In March 2016, the FASB issued ASU 2016-09, Compensation - Stock Compensation (Topic 718) effective for fiscal years beginning after December 15, 2016, including interim periods within those fiscal years. This guidance was adopted by the Company prospectively on July 1, 2017. The new standard simplifying several aspects of the accounting for employee share-based payment transactions, including the accounting for income taxes, forfeitures and statutory withholding requirements, as well as classification in the statement of cash flows. Under the new guidance, an entity will recognize all excess tax benefits and tax deficiencies as income tax expense or benefit in the income statement. This change eliminates the current practice of recognizing excess tax benefits in additional paid-in-capital ("APIC") and tax deficiencies in APIC to the extent that there is a sufficient APIC pool related to previously recognized excess tax benefits. In addition, excess tax benefits and tax deficiencies are considered discrete items in the reporting period they occur and are not included in the estimate of an entity’s annual effective tax rate. See Note 11 - Income Taxes for a discussion on the tax impact of the new guidance on the Company's consolidated financial statements for the quarter ended September 30, 2017. As for classification on the statement of cash flows, excess tax benefits will no longer represent a financing activity since they are recognized in the income statement and will appropriately be classified as an operating activity. See the Condensed Consolidated Statements of Cash Flows for the three months ended September 30, 2017 for the prospective presentation of classifying excess tax benefits as an operating activity, not a financing activity as in prior years. The ASU allows an entity to elect as an accounting policy either to continue to estimate the total number of awards for which the requisite service period will not be rendered (as currently required) or to account for forfeitures when they occur. The Company elected to maintain its accounting policy to estimate to the total number of forfeitures for stock awards granted.

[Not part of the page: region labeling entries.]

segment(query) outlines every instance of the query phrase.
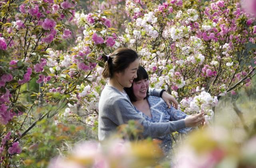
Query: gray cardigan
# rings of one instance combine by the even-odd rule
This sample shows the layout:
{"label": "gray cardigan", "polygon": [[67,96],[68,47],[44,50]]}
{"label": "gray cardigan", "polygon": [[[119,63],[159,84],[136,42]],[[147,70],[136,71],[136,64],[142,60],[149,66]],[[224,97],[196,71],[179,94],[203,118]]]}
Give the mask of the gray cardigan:
{"label": "gray cardigan", "polygon": [[[160,91],[150,89],[150,94],[159,97]],[[147,121],[135,110],[128,96],[125,97],[117,89],[106,85],[99,102],[99,140],[104,140],[117,127],[130,120],[138,121],[142,125],[144,137],[157,138],[185,128],[184,119],[167,123]]]}

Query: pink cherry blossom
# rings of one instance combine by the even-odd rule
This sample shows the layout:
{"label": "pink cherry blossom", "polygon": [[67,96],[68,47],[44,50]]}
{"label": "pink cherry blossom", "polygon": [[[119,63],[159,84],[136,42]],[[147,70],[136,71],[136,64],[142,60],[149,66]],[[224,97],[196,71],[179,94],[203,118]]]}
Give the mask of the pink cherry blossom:
{"label": "pink cherry blossom", "polygon": [[10,94],[10,90],[8,89],[6,89],[6,91],[4,95],[2,95],[0,97],[0,102],[1,103],[9,103],[10,97],[12,96],[12,95]]}
{"label": "pink cherry blossom", "polygon": [[49,36],[47,36],[45,38],[42,38],[42,42],[43,42],[45,43],[51,43],[54,40],[54,37],[53,35],[50,34]]}
{"label": "pink cherry blossom", "polygon": [[211,77],[213,75],[213,73],[210,69],[208,69],[206,70],[206,76],[207,77]]}
{"label": "pink cherry blossom", "polygon": [[86,17],[87,21],[91,24],[93,24],[95,22],[94,19],[93,19],[93,17],[92,16],[92,15],[93,14],[92,14],[91,13],[90,13],[88,14],[88,15],[87,15],[87,17]]}
{"label": "pink cherry blossom", "polygon": [[39,75],[39,78],[36,81],[36,83],[40,83],[44,81],[44,79],[45,76],[44,75],[40,74]]}
{"label": "pink cherry blossom", "polygon": [[25,4],[22,4],[20,6],[20,11],[22,14],[26,14],[26,5]]}
{"label": "pink cherry blossom", "polygon": [[54,28],[56,26],[56,22],[54,20],[48,18],[44,20],[42,25],[43,28],[45,30],[50,30]]}
{"label": "pink cherry blossom", "polygon": [[105,20],[103,23],[104,25],[106,26],[107,26],[109,28],[111,27],[111,23],[110,23],[110,21],[107,19],[105,19]]}
{"label": "pink cherry blossom", "polygon": [[64,9],[67,9],[71,7],[71,4],[68,1],[64,1],[60,4],[60,6]]}
{"label": "pink cherry blossom", "polygon": [[56,12],[56,11],[58,10],[59,9],[60,9],[60,6],[59,6],[59,5],[58,5],[58,4],[54,4],[52,6],[52,9],[54,12]]}
{"label": "pink cherry blossom", "polygon": [[6,143],[6,142],[8,140],[9,140],[10,139],[10,136],[11,136],[11,131],[9,131],[4,136],[4,138],[2,139],[2,144],[3,146],[5,145],[5,144]]}
{"label": "pink cherry blossom", "polygon": [[12,146],[8,149],[8,153],[10,154],[19,154],[21,153],[22,151],[22,150],[18,142],[13,143]]}
{"label": "pink cherry blossom", "polygon": [[83,62],[80,62],[77,65],[77,67],[80,69],[82,69],[84,71],[87,71],[90,69],[90,67],[85,65]]}
{"label": "pink cherry blossom", "polygon": [[5,73],[2,76],[1,79],[4,82],[10,82],[12,80],[12,75],[10,73]]}
{"label": "pink cherry blossom", "polygon": [[231,95],[236,95],[236,92],[234,91],[234,90],[232,90],[231,91]]}
{"label": "pink cherry blossom", "polygon": [[106,43],[108,47],[113,47],[115,45],[115,43],[113,38],[111,37],[109,37],[106,40]]}
{"label": "pink cherry blossom", "polygon": [[0,105],[0,123],[4,125],[7,124],[13,117],[10,111],[7,111],[8,107],[4,103]]}
{"label": "pink cherry blossom", "polygon": [[6,82],[5,81],[0,81],[0,87],[4,87],[5,86],[5,83]]}
{"label": "pink cherry blossom", "polygon": [[64,39],[66,39],[70,37],[70,36],[72,34],[72,32],[71,32],[68,29],[66,29],[64,30],[63,32],[63,35],[62,36],[62,38]]}
{"label": "pink cherry blossom", "polygon": [[31,15],[33,16],[37,16],[37,14],[38,13],[39,9],[39,7],[38,5],[36,5],[34,7],[31,7],[31,8],[28,10],[28,13],[29,13]]}

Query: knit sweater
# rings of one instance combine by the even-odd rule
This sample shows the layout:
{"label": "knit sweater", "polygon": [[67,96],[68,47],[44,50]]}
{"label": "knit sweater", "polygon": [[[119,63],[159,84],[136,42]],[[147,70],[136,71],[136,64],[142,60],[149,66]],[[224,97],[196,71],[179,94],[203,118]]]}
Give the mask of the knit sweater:
{"label": "knit sweater", "polygon": [[[149,94],[157,96],[161,90],[151,89]],[[185,127],[184,119],[167,123],[150,123],[135,111],[128,96],[107,85],[101,92],[99,102],[99,140],[105,140],[117,127],[128,121],[137,121],[143,126],[143,137],[156,138]]]}

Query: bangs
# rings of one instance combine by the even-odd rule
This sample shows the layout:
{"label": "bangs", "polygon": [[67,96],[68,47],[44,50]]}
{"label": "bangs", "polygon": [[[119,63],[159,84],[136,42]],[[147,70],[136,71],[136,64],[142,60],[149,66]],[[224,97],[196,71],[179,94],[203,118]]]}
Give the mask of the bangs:
{"label": "bangs", "polygon": [[146,79],[149,80],[149,75],[147,75],[147,71],[143,67],[139,66],[137,71],[137,78],[135,79],[134,81],[137,82]]}

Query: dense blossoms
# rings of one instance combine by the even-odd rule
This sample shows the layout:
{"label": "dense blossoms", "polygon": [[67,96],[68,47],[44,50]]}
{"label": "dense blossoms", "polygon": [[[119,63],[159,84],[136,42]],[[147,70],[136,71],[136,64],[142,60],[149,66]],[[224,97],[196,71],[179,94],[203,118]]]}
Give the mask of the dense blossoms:
{"label": "dense blossoms", "polygon": [[[0,25],[3,137],[11,131],[16,142],[25,142],[32,130],[22,137],[14,132],[24,132],[30,122],[37,126],[38,109],[56,125],[75,119],[97,126],[107,82],[101,58],[119,47],[136,50],[150,86],[171,93],[188,114],[204,111],[210,118],[221,96],[251,85],[256,26],[237,1],[96,1],[77,12],[76,1],[57,1],[1,8],[1,18],[7,18]],[[58,110],[41,110],[52,107]],[[0,146],[6,160],[21,152],[13,142]]]}
{"label": "dense blossoms", "polygon": [[102,44],[104,42],[103,38],[97,35],[95,33],[92,35],[92,40],[95,45]]}
{"label": "dense blossoms", "polygon": [[46,18],[44,20],[42,25],[43,28],[45,30],[50,30],[56,26],[56,22],[54,20]]}
{"label": "dense blossoms", "polygon": [[5,50],[6,49],[7,46],[6,43],[5,42],[4,39],[0,37],[0,49]]}
{"label": "dense blossoms", "polygon": [[14,142],[12,144],[12,146],[8,149],[8,152],[10,154],[19,154],[21,152],[22,150],[19,146],[18,142]]}

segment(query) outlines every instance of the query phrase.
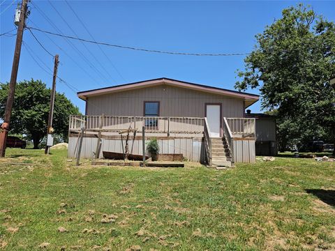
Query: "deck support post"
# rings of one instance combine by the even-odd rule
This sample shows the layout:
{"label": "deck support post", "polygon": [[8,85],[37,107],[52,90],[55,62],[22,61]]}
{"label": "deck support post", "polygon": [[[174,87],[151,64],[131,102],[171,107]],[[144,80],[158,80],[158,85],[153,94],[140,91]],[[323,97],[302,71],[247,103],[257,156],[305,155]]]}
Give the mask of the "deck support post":
{"label": "deck support post", "polygon": [[170,117],[168,117],[168,137],[170,137]]}
{"label": "deck support post", "polygon": [[145,167],[145,127],[142,127],[142,150],[143,151],[143,167]]}
{"label": "deck support post", "polygon": [[80,138],[79,139],[78,152],[77,153],[77,162],[75,164],[76,166],[79,166],[79,161],[80,160],[80,153],[82,152],[82,139],[84,138],[84,129],[85,128],[83,126],[82,126],[82,128],[80,130]]}
{"label": "deck support post", "polygon": [[100,150],[101,148],[101,129],[103,129],[103,123],[104,119],[104,114],[102,114],[99,118],[99,132],[98,132],[98,141],[96,142],[96,155],[95,158],[98,159],[100,157]]}

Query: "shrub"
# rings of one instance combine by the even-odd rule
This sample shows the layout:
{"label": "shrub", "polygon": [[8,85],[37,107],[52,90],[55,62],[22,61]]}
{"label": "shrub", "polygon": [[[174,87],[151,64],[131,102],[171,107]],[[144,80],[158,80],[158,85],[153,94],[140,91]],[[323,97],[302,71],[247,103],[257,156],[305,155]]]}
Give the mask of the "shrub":
{"label": "shrub", "polygon": [[159,146],[158,142],[156,138],[150,139],[147,146],[147,150],[150,153],[151,155],[157,155],[159,153]]}

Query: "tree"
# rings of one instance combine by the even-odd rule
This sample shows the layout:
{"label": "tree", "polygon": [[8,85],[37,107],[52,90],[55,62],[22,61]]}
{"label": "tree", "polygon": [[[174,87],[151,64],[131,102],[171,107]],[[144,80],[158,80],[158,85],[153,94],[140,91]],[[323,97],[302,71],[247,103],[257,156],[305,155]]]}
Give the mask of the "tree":
{"label": "tree", "polygon": [[[5,114],[8,83],[0,84],[0,118]],[[22,81],[16,86],[10,118],[10,132],[26,134],[34,142],[34,148],[46,136],[51,89],[40,80]],[[54,133],[67,138],[70,114],[80,114],[64,93],[56,93],[54,98]]]}
{"label": "tree", "polygon": [[281,149],[335,139],[335,25],[302,4],[255,36],[235,88],[258,88],[262,108],[276,109]]}

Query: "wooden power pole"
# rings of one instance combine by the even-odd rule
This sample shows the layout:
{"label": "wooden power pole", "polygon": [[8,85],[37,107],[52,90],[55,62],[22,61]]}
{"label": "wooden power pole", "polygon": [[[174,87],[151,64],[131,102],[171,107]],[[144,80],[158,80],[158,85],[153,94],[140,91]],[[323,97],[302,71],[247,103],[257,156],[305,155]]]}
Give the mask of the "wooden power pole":
{"label": "wooden power pole", "polygon": [[10,82],[9,83],[8,96],[6,104],[3,123],[0,128],[0,158],[5,157],[6,142],[7,139],[7,135],[8,135],[10,115],[12,114],[13,103],[14,102],[14,95],[15,93],[16,79],[17,77],[17,70],[19,69],[23,31],[26,22],[27,3],[28,0],[22,0],[21,4],[20,23],[17,29],[17,34],[16,36],[15,51],[14,52],[14,59],[13,60],[12,74],[10,75]]}
{"label": "wooden power pole", "polygon": [[58,63],[59,56],[56,54],[54,56],[54,76],[52,77],[52,89],[51,90],[51,97],[50,97],[50,110],[49,112],[49,119],[47,120],[47,145],[45,146],[45,154],[49,153],[50,146],[47,145],[47,135],[53,132],[52,129],[52,119],[54,116],[54,96],[56,95],[56,79],[57,79],[57,69],[58,69]]}

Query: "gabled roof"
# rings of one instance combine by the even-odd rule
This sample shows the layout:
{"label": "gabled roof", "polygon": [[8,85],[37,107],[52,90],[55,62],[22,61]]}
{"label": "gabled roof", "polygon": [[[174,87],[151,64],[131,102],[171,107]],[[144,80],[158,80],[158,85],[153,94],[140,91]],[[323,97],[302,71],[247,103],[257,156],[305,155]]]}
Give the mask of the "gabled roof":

In regards to statutory withholding requirements, the new guidance stipulates that the net settlement of an award would not result, by itself, in liability classification of the award provided that the amount withheld for taxes does not exceed the maximum statutory tax rate in the employees’ relevant tax jurisdictions.

In August 2016, the FASB issued ASU 2016-15, Statement of Cash Flows (Topic 230) intended to reduce diversity in practice of how certain cash receipts and cash payments are presented and classified in the statement of cash flows. The update addresses eight specific cash flow issues, with the treatment of contingent consideration payments made after a business combination being the most directly applicable to the Company. The update requires that cash payments made approximately three months or less after an acquisition's consummation date should be classified as cash outflows for investing activities. Payment made thereafter up to the amount of the original contingent consideration liability should be classified as cash outflows from financing activities. Payments made in excess of the amount of the original contingent consideration liability should be classified as cash outflows from operating activities. The standard is effective for fiscal years beginning after December 15, 2017, including interim periods within those fiscal years. The standard will be applicable to the Company for the fiscal year beginning July 1, 2018. Early adoption is permitted, provided all eight amendments are adopted in the same period. The guidance requires adoption using a retrospective transition method. The Company is currently evaluating the impact on its consolidated financial statements upon the adoption of this new guidance.

The Company has reviewed other newly issued accounting pronouncements and concluded that they are either not applicable to its business or that no material effect is expected on its consolidated financial statements as a result of future adoption.